You can create, view, and revoke API keys from the AllSign Dashboard:

  1. Navigate to Settings → API Keys
  2. Create New Key - Select scopes and optionally configure IP allowlists
  3. Copy Key - The full key is only shown once during creation
  4. Revoke Key - Immediately invalidate a compromised key

Best Practices

  • Name
    Use environment variables
    Description

    Never hardcode API keys in your source code. Use environment variables or secret management services like AWS Secrets Manager, HashiCorp Vault, or your platform's secret store.

  • Name
    Principle of least privilege
    Description

    Create API keys with only the scopes required for their specific purpose. Use document:read for read-only operations instead of document:*.

  • Name
    Separate keys per environment
    Description

    Use different API keys for development, staging, and production environments. Never use production keys in development.

  • Name
    Rotate keys regularly
    Description

    Implement a key rotation schedule (e.g., every 90 days) to minimize the impact of potential compromises.

  • Name
    Monitor key usage
    Description

    Regularly review API usage logs to detect suspicious activity or unauthorized access patterns.

  • Name
    Use IP allowlists for servers
    Description

    When calling the API from servers with static IPs, configure IP allowlists to add an extra layer of security.

  • Name
    Revoke compromised keys immediately
    Description

    If you suspect a key has been compromised, revoke it immediately and generate a new one.

  • Name
    Prefer stable user identifiers
    Description

    For third-party integrators, treat the AllSign user_id (UUID) as the canonical actor identifier and use X-User-Id for the hot path.

    Why:

    • Emails are human-friendly but unstable: they can change, be normalized differently (case, dots, plus addressing), or even be recycled in some orgs.
    • Security is tighter with user_id: you avoid ambiguity, prevent email-enumeration attacks (different error messages), and keep authorization deterministic per tenant.
    • Performance scales better: resolving email → user_id requires lookups, normalization rules, and cache invalidation. UUIDs are constant-time keys.
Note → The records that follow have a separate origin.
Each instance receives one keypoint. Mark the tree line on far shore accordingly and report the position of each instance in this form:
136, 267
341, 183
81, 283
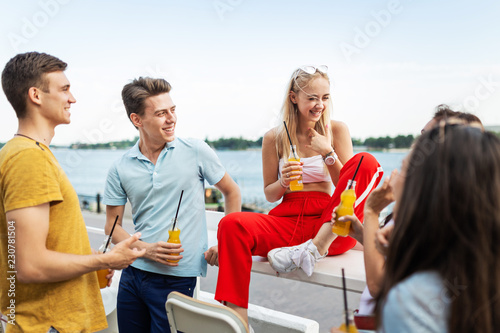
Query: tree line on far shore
400, 141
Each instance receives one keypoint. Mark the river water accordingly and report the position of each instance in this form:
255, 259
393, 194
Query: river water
87, 169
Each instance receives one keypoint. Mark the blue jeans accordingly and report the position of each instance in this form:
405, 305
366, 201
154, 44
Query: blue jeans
142, 296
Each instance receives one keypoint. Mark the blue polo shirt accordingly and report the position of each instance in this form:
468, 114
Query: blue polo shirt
154, 192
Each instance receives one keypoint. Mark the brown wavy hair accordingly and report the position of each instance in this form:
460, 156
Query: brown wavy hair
448, 221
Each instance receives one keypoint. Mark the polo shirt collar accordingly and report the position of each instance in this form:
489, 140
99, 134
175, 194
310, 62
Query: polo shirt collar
135, 152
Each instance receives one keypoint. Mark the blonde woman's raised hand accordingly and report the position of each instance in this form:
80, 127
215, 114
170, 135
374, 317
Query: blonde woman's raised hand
321, 144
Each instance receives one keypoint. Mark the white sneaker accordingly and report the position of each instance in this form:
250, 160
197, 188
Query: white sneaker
288, 259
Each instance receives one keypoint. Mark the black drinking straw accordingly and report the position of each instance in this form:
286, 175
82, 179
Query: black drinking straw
355, 172
111, 233
345, 302
177, 212
293, 150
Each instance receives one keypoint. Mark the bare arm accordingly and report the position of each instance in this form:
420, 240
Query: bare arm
374, 260
231, 192
159, 252
232, 198
37, 264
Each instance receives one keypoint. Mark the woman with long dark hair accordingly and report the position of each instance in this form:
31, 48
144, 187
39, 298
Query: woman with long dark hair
443, 263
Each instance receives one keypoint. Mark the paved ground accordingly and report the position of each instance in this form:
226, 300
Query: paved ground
315, 302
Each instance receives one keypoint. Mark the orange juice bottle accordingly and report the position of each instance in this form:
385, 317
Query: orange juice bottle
101, 274
352, 326
347, 199
295, 185
174, 237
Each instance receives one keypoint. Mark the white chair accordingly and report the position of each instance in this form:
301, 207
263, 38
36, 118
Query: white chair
189, 315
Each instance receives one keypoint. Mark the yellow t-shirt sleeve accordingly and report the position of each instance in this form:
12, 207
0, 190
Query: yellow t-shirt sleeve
30, 179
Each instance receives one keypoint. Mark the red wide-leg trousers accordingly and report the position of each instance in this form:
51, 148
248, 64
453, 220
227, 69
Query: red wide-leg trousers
295, 220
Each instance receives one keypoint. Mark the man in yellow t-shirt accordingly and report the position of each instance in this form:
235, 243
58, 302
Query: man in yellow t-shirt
48, 281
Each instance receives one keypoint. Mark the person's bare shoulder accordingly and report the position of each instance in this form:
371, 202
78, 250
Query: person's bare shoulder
270, 136
339, 127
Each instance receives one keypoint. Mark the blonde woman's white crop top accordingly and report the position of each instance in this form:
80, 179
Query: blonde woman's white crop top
314, 169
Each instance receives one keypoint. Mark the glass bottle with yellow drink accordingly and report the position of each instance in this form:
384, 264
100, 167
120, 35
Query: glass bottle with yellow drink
296, 184
346, 207
174, 237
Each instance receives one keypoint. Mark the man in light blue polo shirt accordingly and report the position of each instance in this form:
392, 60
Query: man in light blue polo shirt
152, 175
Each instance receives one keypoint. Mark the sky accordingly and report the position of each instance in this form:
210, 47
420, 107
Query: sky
229, 61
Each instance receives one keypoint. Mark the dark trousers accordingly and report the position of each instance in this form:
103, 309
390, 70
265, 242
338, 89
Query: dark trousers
142, 296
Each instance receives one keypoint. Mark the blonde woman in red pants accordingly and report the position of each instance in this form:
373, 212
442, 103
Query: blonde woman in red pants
298, 229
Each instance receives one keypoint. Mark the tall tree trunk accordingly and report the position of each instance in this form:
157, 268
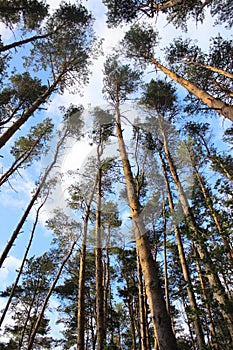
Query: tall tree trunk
142, 308
22, 264
203, 288
31, 203
210, 205
161, 321
184, 266
99, 262
81, 283
212, 102
218, 290
38, 321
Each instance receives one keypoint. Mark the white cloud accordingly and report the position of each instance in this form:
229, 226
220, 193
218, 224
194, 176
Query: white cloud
6, 33
8, 271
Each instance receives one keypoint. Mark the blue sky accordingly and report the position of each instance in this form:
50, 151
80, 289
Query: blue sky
13, 203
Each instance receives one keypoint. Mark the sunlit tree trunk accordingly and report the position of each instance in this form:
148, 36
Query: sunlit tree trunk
22, 264
184, 266
38, 321
212, 102
99, 261
161, 321
208, 308
218, 290
81, 319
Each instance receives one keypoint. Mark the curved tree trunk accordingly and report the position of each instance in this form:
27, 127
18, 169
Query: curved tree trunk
38, 321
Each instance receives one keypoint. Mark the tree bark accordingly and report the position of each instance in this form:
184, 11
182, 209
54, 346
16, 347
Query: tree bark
216, 285
184, 266
161, 321
212, 102
38, 321
81, 282
99, 262
22, 264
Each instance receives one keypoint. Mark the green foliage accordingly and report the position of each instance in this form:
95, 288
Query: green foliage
69, 50
33, 143
18, 95
29, 13
119, 80
160, 96
140, 42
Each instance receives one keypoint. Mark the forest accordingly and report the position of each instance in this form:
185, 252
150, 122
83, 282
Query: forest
116, 217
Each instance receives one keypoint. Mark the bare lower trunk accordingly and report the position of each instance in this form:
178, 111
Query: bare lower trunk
216, 285
142, 314
38, 321
184, 266
99, 262
81, 282
161, 321
22, 264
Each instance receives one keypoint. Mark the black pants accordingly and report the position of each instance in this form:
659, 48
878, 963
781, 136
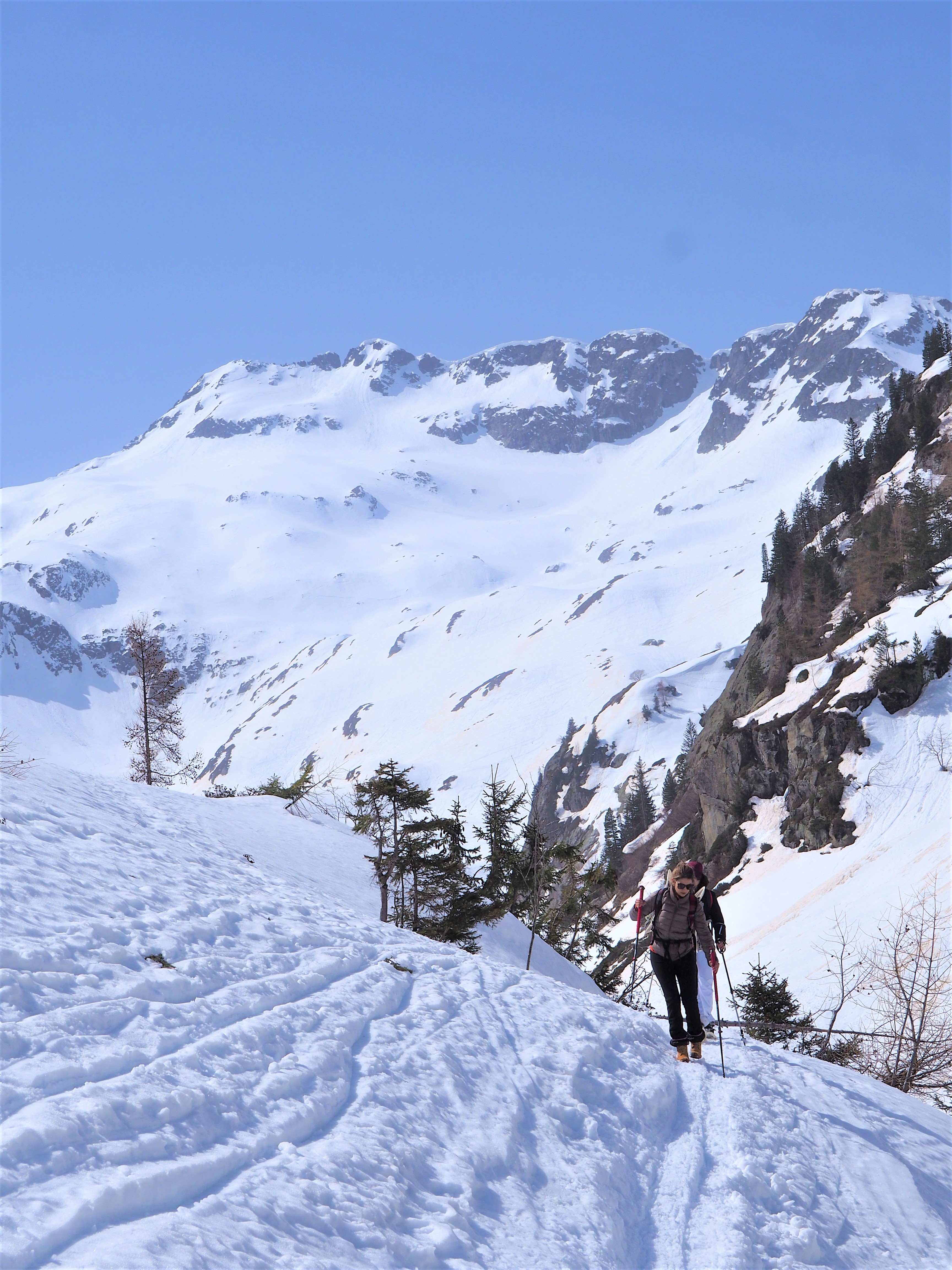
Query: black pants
678, 982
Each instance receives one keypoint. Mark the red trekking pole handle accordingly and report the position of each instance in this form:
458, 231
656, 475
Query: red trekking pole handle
638, 933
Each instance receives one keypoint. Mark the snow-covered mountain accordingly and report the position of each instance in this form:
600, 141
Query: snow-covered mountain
394, 555
300, 1085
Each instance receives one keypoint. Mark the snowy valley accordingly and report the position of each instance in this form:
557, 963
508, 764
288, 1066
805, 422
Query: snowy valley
544, 559
218, 1056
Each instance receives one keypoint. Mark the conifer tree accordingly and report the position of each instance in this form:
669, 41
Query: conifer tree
381, 808
784, 552
924, 426
669, 790
536, 877
640, 811
769, 1009
501, 832
157, 732
611, 831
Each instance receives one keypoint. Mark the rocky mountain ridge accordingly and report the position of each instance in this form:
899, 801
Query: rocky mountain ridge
342, 582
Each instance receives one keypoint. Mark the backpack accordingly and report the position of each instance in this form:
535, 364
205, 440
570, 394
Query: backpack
692, 910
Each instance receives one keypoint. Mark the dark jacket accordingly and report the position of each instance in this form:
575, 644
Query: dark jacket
673, 925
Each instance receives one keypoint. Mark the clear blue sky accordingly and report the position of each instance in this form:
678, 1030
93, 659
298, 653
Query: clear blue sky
186, 183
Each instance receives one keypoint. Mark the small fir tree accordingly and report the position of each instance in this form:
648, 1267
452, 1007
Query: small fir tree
769, 1009
383, 807
669, 790
501, 834
611, 831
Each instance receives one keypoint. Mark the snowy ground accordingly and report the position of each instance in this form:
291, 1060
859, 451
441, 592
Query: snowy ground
785, 905
285, 1097
341, 583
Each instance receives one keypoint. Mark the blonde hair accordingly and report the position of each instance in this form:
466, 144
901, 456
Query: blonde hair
682, 872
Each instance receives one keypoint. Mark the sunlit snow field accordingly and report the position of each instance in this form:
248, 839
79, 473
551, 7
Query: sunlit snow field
286, 1097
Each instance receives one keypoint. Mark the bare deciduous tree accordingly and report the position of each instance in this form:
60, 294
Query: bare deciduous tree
847, 972
158, 730
9, 750
909, 973
939, 743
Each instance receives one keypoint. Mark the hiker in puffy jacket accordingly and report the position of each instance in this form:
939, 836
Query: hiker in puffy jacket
680, 925
715, 919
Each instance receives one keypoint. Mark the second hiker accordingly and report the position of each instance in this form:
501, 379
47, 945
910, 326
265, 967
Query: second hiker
680, 926
715, 919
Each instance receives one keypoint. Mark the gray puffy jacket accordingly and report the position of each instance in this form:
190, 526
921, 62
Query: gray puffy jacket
673, 925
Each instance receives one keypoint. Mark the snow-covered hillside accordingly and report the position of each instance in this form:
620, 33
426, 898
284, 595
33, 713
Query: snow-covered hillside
287, 1097
782, 905
443, 563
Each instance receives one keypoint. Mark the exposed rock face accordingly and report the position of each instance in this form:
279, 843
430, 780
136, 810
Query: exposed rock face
47, 638
615, 388
391, 369
562, 787
828, 365
75, 582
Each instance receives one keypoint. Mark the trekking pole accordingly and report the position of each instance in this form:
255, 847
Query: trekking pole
635, 957
735, 1001
720, 1037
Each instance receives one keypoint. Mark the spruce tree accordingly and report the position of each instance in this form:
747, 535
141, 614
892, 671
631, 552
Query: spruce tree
784, 552
611, 831
669, 790
383, 807
501, 832
769, 1009
640, 811
924, 426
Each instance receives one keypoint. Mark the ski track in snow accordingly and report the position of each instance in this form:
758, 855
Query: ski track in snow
287, 1098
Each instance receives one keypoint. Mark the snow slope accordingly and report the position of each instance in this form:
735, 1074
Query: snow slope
285, 1097
398, 557
782, 905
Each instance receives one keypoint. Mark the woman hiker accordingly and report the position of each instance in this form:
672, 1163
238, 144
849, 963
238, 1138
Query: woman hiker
715, 919
680, 925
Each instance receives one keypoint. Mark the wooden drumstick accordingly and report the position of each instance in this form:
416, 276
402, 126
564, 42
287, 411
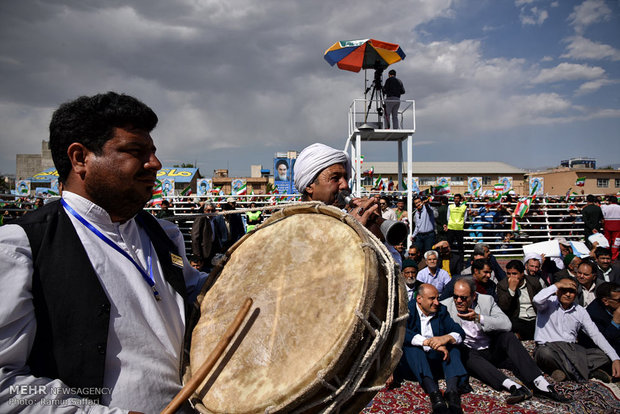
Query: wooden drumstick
202, 372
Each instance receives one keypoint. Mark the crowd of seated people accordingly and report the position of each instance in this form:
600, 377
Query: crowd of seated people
467, 324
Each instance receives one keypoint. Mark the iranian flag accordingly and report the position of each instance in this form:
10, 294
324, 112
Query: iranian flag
369, 172
378, 184
157, 194
187, 191
441, 189
243, 190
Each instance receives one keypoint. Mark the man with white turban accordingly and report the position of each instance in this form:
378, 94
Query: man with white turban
321, 172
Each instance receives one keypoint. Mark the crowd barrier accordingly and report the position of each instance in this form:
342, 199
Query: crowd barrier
548, 218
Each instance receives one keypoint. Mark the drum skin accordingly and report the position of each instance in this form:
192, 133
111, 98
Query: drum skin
309, 275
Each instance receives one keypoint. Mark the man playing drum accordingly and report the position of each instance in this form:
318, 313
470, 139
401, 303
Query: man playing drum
94, 289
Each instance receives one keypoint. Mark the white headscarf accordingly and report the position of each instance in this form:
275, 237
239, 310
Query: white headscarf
314, 159
532, 255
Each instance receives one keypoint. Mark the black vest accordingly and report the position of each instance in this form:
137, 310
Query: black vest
71, 308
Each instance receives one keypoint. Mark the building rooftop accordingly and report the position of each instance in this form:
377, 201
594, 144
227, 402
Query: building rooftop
446, 168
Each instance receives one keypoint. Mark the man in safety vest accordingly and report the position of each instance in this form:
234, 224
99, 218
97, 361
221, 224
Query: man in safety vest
254, 218
457, 214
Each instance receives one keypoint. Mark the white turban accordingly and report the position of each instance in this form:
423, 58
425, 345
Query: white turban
314, 159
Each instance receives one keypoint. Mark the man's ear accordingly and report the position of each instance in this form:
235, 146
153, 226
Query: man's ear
78, 155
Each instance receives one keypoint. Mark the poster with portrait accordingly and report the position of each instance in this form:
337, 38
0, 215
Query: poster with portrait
22, 187
167, 186
238, 186
415, 184
537, 186
443, 181
203, 186
283, 174
474, 185
281, 170
506, 182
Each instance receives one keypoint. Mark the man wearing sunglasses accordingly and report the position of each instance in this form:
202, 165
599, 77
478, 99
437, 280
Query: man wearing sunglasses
489, 344
558, 322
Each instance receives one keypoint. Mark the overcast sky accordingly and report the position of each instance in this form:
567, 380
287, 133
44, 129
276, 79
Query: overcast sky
527, 82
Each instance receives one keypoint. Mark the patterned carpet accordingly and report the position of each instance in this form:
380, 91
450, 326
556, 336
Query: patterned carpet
590, 397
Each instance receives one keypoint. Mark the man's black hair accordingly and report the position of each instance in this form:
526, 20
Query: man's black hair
478, 264
605, 289
569, 277
90, 121
517, 265
590, 263
602, 251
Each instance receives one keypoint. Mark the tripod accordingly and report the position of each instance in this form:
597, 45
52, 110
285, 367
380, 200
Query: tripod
376, 96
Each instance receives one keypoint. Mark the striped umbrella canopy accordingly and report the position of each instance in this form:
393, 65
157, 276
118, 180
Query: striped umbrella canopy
354, 55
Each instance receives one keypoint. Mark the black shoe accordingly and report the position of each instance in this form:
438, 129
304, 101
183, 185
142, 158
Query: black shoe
454, 402
518, 394
465, 388
438, 403
601, 375
551, 394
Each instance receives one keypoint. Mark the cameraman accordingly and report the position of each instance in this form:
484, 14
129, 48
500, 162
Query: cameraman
424, 221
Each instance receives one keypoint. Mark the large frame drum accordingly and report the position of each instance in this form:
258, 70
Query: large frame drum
327, 325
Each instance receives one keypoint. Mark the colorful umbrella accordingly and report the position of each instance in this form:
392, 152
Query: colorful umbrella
354, 55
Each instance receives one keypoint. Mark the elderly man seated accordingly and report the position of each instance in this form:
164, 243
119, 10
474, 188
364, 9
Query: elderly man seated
432, 274
489, 344
482, 279
571, 263
557, 324
410, 273
605, 313
606, 271
431, 350
514, 297
586, 283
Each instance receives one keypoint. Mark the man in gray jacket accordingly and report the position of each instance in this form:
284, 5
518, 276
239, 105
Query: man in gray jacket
489, 344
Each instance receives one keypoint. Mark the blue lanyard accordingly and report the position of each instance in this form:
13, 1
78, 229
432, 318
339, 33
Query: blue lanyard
148, 277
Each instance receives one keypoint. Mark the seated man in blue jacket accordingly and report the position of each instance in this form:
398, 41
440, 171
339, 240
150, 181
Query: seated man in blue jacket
431, 350
489, 345
605, 313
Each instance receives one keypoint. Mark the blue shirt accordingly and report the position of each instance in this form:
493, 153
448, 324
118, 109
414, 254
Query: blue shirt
424, 223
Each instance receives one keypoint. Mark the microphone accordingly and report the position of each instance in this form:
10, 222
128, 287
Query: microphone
393, 232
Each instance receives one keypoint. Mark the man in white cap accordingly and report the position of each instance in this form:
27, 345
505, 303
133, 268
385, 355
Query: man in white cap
321, 173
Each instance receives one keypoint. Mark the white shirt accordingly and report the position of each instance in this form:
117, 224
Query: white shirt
426, 331
145, 337
526, 308
475, 338
556, 324
588, 294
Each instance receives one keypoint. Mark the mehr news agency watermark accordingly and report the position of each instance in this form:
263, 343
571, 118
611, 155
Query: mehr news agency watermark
88, 395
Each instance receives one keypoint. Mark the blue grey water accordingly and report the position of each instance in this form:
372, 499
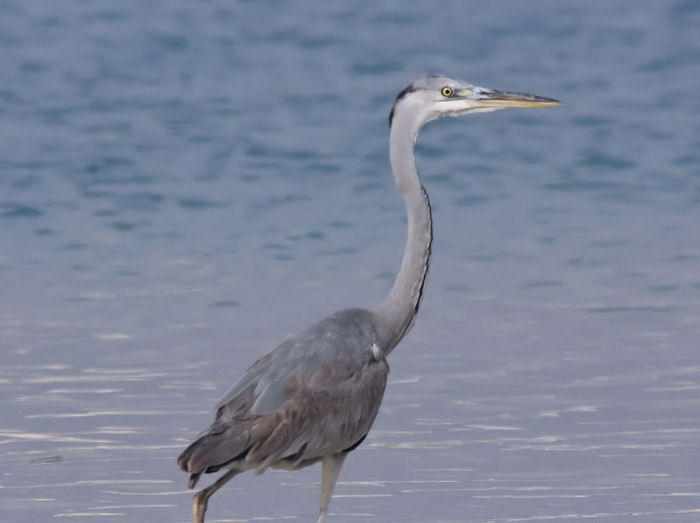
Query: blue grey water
183, 184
    How to offer convenience without sacrificing rigor:

    • Accept X-On-Behalf-Email (or similar) as an onboarding aid so integrators can start from the identifier they already have.
    • Immediately exchange that email for the corresponding user_id, store it in your system, and switch to X-User-Id for subsequent calls.
    • Document clearly that email-based headers are a convenience layer, not the primary auth context, so your integration remains future-proof.